Die Hauptfrage [...] ist, wann und von welcher Seite die Schießerei um das Funkhaus begonnen hat. Zur Feststellung dieses Umstandes will ich versuchen, nachstehend eine Zeittabelle zusammenzustellen. Für die Genauigkeit der Zeitangaben kann ich natürlich keine Verantwortung übernehmen, schien doch die Nacht unendlich lang zu sein und passierten doch in jeder Minute furchtbare Ereignisse, die die Bedeutung dieser Minuten, zumindest für den Augenzeugen, um ein Vielfaches vergrößerten. Aber betrachten wir einmal die Chronologie:

17.30 Uhr: Beginn der Demonstration vor dem Funkhaus.

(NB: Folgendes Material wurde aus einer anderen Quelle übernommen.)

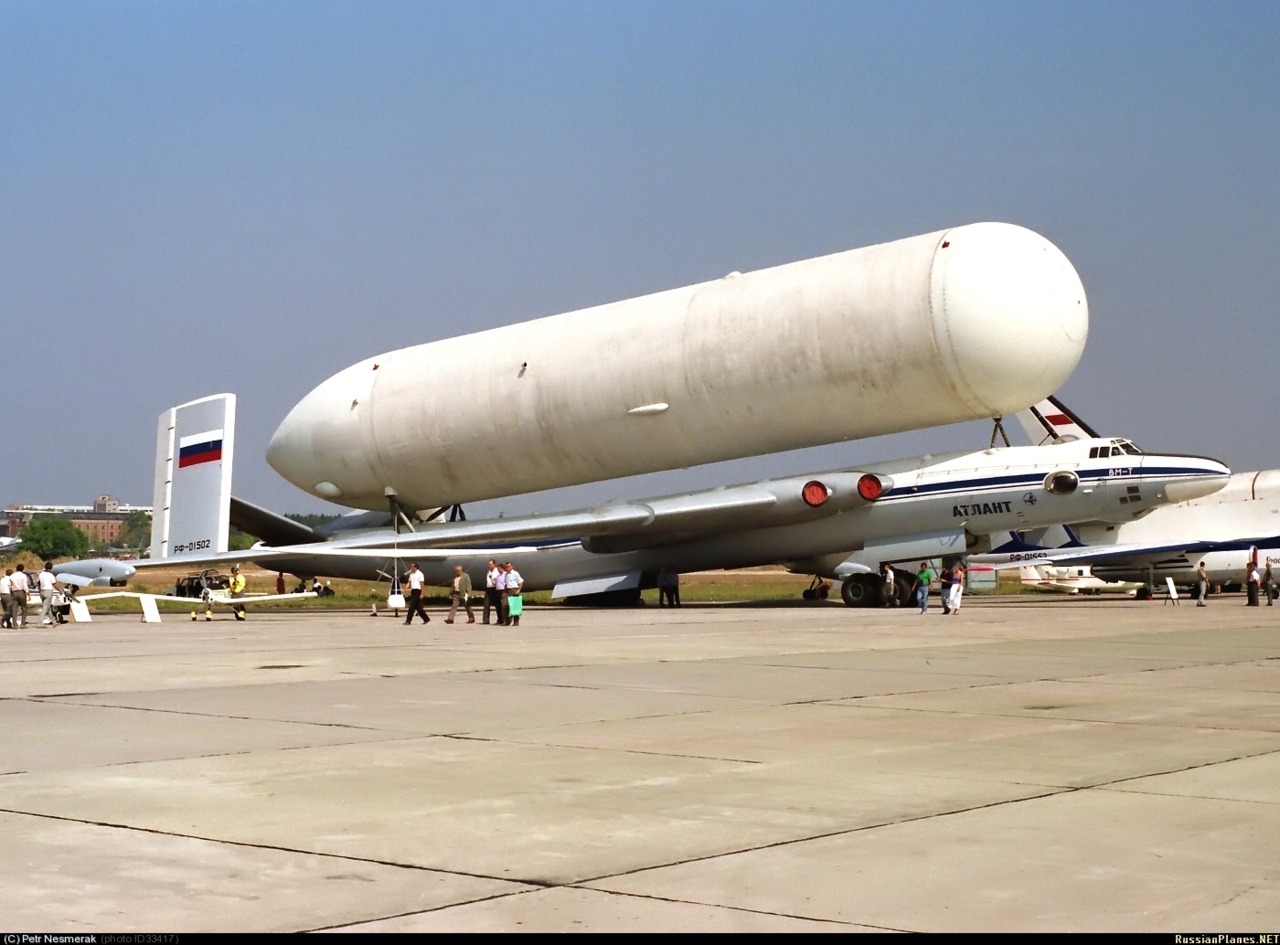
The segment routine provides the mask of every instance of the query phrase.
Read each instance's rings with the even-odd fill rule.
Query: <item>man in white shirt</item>
[[[427,608],[422,604],[422,589],[427,585],[427,576],[418,570],[418,562],[409,565],[405,580],[409,582],[409,616],[404,625],[407,627],[413,623],[414,616],[421,617],[423,623],[431,623]]]
[[[4,569],[4,577],[0,577],[0,628],[9,629],[9,599],[12,596],[9,593],[10,582],[13,579],[13,568]]]
[[[489,559],[489,570],[484,573],[484,614],[483,623],[489,622],[489,611],[492,610],[497,616],[498,621],[502,621],[502,592],[498,590],[498,575],[502,573],[502,569],[498,567],[498,562],[492,558]]]
[[[14,630],[27,627],[27,592],[30,589],[27,572],[18,565],[9,578],[9,626]]]
[[[507,614],[507,572],[497,564],[494,566],[498,569],[493,576],[493,589],[498,592],[498,626],[505,627],[511,623]]]
[[[520,592],[524,590],[524,578],[520,576],[520,572],[516,570],[516,566],[510,561],[507,562],[503,569],[503,600],[506,604],[507,623],[510,626],[520,626],[520,615],[524,613],[524,598],[520,596]]]
[[[44,570],[36,575],[36,588],[40,591],[40,626],[53,626],[53,592],[62,589],[53,576],[53,562],[46,561]]]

18-19 Uhr: Versuche unsererseits, die Menge von oben, vom Balkon, beziehungsweise vom Funkwagen draußen auf der Straße zu beruhigen; Wahl von Abordnungen, Ankunft militärischer Verstärkungen aus der Richtung Garageeingang in der Museumsstraße.

19-20 Uhr: Verhandlungen mit den Abordnungen, neue Versuche, die Menge vom Balkon aus zu beruhigen, Versuch, den Einfluß von Losonczy, Gimes und eventuell Imre Nagy einzusetzen; Eindringen in das Funkhaus durch die Fenster, das Tor in der Sándor-Bródy-Straße wird eingedrückt, die aufgebotenen Staatsschutzleute drängen die Demonstranten mit bloßer physischer Kraft aus der Einfahrt.

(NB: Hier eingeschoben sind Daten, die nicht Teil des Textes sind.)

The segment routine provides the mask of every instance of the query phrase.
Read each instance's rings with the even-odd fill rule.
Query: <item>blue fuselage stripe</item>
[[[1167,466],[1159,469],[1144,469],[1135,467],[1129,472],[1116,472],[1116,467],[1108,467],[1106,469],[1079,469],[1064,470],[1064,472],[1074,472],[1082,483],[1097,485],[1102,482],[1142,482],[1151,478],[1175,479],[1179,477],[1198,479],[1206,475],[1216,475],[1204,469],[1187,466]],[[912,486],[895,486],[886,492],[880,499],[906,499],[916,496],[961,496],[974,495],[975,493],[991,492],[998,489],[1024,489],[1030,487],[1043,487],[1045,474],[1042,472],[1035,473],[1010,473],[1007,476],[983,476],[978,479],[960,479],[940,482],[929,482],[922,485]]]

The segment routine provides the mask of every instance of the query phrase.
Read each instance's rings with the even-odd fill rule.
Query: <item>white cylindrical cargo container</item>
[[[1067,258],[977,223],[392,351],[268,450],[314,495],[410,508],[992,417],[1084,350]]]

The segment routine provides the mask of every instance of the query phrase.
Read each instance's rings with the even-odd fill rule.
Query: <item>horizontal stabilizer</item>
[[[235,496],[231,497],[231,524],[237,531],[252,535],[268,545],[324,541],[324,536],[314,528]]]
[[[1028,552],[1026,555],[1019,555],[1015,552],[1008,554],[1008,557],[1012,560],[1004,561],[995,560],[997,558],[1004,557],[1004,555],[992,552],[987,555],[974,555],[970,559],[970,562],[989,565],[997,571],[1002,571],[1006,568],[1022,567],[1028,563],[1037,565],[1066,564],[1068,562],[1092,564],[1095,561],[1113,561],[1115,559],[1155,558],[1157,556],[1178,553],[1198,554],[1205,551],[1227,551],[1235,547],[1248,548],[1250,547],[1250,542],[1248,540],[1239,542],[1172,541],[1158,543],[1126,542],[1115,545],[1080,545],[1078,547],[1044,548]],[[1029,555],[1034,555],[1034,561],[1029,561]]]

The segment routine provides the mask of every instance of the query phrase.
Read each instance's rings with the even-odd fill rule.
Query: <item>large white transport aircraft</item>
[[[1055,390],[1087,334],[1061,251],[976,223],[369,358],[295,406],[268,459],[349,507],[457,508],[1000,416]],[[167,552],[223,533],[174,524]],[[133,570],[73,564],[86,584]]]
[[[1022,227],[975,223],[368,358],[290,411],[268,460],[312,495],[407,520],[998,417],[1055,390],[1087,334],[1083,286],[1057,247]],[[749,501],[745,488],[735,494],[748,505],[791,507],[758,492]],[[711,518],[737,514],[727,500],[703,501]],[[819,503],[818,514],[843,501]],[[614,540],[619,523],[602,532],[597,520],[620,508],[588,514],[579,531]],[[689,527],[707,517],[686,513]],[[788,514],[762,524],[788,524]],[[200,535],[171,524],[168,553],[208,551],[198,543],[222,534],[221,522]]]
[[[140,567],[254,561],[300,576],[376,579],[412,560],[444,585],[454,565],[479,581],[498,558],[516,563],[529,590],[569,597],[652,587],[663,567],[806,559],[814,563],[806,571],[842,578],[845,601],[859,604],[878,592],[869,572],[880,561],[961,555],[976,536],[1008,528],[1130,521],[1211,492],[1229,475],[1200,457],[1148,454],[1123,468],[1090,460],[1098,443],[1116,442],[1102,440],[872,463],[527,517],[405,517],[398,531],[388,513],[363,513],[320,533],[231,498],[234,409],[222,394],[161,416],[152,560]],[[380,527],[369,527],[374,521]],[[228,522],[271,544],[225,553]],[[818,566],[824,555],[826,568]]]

20-21 Uhr: Der Druck an der Front in der Sándor-Bródy¬Straße wird immer größer, und wir erhalten Nachricht, daß das Gebäude auch vom Mihály-Pollack-Platz her bedroht ist. Die Tränengasgranaten explodieren, die Menge wird vor dem Tor mit einem Wasserwerfer zurückgehalten, die Demonstranten bewerfen die Räume im Erdgeschoß und im ersten Stock mit Ziegelbrocken, Steinen, nicht explodierten Tränengasgranaten und wahrscheinlich auch mit Benzinflaschen, in einem Zimmer wird die Einrichtung angezündet. Die Staatsschutzleute säubern die Sándor-Bródy-Straßen-Front bis zur Ecke Puskin-Straße und Szentkirályi-Straße und ziehen dort einen Kordon. All dies geht ohne einen Schuß vor sich, nicht einmal ein Alarmschuß wird abgefeuert, aber bei den Verteidigern gibt es infolge des Steinhagels bereits eine Anzahl von Verwundeten. Ob es bei den Demonstranten Verwundete gibt und wie hoch deren Zahl ist, weiß ich nicht.

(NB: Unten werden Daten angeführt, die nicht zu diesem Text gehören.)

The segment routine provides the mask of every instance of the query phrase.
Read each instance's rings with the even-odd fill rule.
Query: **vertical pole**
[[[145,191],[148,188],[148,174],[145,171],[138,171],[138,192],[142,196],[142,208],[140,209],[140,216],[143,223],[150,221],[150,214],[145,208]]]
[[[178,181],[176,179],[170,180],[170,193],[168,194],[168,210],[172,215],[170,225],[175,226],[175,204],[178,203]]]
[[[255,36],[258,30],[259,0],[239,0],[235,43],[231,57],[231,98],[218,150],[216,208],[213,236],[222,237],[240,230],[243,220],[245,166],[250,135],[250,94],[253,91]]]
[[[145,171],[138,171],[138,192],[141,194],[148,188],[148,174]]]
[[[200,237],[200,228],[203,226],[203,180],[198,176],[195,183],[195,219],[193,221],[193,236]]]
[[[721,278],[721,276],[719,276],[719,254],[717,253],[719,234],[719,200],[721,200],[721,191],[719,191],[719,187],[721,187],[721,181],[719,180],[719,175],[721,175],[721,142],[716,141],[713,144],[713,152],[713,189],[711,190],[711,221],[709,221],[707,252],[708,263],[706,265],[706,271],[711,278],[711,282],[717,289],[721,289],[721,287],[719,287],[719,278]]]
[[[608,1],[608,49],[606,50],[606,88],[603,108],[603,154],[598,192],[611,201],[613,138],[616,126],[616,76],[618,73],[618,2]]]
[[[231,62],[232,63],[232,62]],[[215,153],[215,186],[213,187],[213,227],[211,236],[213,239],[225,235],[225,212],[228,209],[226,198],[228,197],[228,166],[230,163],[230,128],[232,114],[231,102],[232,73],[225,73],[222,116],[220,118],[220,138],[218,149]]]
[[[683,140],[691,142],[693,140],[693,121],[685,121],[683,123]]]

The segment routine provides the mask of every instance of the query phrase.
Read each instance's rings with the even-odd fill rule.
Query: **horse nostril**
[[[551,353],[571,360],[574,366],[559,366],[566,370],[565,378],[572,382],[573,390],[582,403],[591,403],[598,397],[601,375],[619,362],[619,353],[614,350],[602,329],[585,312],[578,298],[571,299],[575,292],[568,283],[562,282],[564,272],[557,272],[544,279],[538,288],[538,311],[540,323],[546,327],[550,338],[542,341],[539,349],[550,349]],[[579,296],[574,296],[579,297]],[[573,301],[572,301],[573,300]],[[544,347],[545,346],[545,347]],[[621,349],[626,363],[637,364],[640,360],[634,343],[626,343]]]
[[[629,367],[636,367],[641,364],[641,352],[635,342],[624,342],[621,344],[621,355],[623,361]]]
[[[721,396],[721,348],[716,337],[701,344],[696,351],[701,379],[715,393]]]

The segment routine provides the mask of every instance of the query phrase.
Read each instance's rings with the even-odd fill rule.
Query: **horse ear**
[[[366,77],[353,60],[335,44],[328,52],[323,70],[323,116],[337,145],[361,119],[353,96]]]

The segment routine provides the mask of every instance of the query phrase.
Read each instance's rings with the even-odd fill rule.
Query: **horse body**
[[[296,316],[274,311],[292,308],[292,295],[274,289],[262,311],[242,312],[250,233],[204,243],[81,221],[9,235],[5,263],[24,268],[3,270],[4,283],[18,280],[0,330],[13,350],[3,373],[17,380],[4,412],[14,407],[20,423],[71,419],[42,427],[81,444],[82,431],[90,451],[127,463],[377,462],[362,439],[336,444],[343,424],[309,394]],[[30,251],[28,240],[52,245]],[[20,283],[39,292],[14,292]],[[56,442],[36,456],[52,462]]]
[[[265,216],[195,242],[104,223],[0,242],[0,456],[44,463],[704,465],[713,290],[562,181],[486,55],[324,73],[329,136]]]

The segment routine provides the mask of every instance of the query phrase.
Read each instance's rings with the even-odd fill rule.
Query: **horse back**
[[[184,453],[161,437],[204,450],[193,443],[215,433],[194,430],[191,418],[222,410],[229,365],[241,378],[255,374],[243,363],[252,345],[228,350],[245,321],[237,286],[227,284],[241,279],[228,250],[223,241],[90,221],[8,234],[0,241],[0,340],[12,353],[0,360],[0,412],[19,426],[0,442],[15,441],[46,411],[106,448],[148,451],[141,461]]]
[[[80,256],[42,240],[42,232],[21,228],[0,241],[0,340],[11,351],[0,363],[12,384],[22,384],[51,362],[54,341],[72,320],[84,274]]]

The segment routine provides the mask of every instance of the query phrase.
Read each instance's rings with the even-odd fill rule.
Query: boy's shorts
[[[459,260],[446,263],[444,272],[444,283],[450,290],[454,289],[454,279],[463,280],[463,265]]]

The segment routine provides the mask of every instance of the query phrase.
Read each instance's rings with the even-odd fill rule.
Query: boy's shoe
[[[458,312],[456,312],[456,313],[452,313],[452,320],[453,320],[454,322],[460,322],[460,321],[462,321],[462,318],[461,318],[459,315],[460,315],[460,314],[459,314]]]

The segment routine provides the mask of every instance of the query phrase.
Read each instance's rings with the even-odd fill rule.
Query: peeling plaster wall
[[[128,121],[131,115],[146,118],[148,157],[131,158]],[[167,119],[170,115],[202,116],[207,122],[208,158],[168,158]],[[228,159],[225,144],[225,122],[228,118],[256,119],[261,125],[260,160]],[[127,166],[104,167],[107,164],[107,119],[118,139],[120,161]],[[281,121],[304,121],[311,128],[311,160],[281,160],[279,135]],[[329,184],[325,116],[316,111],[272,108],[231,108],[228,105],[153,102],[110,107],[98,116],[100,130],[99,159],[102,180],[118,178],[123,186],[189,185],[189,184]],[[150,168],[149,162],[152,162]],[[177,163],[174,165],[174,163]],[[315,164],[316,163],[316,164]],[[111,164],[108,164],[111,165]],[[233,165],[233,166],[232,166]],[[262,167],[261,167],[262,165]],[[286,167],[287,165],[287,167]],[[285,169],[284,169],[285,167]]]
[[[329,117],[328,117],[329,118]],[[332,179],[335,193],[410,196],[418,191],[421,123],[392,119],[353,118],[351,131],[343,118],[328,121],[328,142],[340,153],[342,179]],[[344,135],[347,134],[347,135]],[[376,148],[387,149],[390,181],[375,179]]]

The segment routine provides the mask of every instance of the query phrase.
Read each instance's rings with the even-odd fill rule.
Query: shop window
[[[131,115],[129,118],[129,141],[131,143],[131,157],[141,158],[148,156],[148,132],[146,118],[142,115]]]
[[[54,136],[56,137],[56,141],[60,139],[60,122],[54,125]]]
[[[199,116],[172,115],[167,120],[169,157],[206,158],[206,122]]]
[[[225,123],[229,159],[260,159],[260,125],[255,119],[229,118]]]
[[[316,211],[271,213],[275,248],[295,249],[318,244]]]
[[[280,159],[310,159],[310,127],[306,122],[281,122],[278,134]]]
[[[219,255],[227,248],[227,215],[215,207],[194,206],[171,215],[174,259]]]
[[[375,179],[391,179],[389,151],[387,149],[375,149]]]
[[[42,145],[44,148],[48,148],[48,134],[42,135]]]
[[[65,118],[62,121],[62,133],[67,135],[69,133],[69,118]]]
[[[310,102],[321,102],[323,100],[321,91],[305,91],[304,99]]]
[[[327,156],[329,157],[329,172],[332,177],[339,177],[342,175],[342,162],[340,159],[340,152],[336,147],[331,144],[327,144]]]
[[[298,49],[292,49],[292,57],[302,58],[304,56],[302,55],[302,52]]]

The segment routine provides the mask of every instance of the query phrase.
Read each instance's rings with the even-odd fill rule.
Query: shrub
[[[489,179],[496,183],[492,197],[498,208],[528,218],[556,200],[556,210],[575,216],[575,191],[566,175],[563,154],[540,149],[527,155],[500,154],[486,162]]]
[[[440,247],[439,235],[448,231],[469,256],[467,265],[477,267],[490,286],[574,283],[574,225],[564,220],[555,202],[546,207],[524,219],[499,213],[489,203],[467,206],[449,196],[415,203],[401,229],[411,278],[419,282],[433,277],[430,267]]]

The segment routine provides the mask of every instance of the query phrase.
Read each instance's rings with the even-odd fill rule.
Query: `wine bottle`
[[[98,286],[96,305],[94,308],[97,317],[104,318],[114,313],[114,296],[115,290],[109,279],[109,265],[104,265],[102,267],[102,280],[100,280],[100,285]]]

21-22 Uhr: Ankunft weiterer militärischer Verstärkungen. Die aus der Sándor-Bródy-Straße verdrängte Menge versucht es vom Mihály-Polláck-Platz her, dort steigert sich der Druck, und man hört auch schon Gewehrknattern. Laut Befehl darf der Staatssicherheitsdienst nur Alarmschüsse abgeben,, doch behaupten die Soldaten, es sei aus dem Museumsgarten bereits auf sie geschossen worden. Auf der Straße werden parkende Autos in Brand gesteckt. Der Funkwagen vor dem Tor, mit dessen Hilfe das Tor eingedrückt worden war, wurde in den Hof geschleppt. Vom Museumsring her kommen zwei Panzerwagen, hinter denen die demonstrierende »Infanterie« wieder vor die Sándor-Bródy-Straßen-Front zurückdringt. Ein Panzerwagen bleibt genau vor dem Tor stehen. Das wurde die Deckung, aus der später das Tor die ganze Nacht unter Feuer gehalten wurde.

Quelle: Gosztony, Peter (Hg.), Der ungarische Aufstand in Augenzeugenberichten, Düsseldorf 1966, S.157.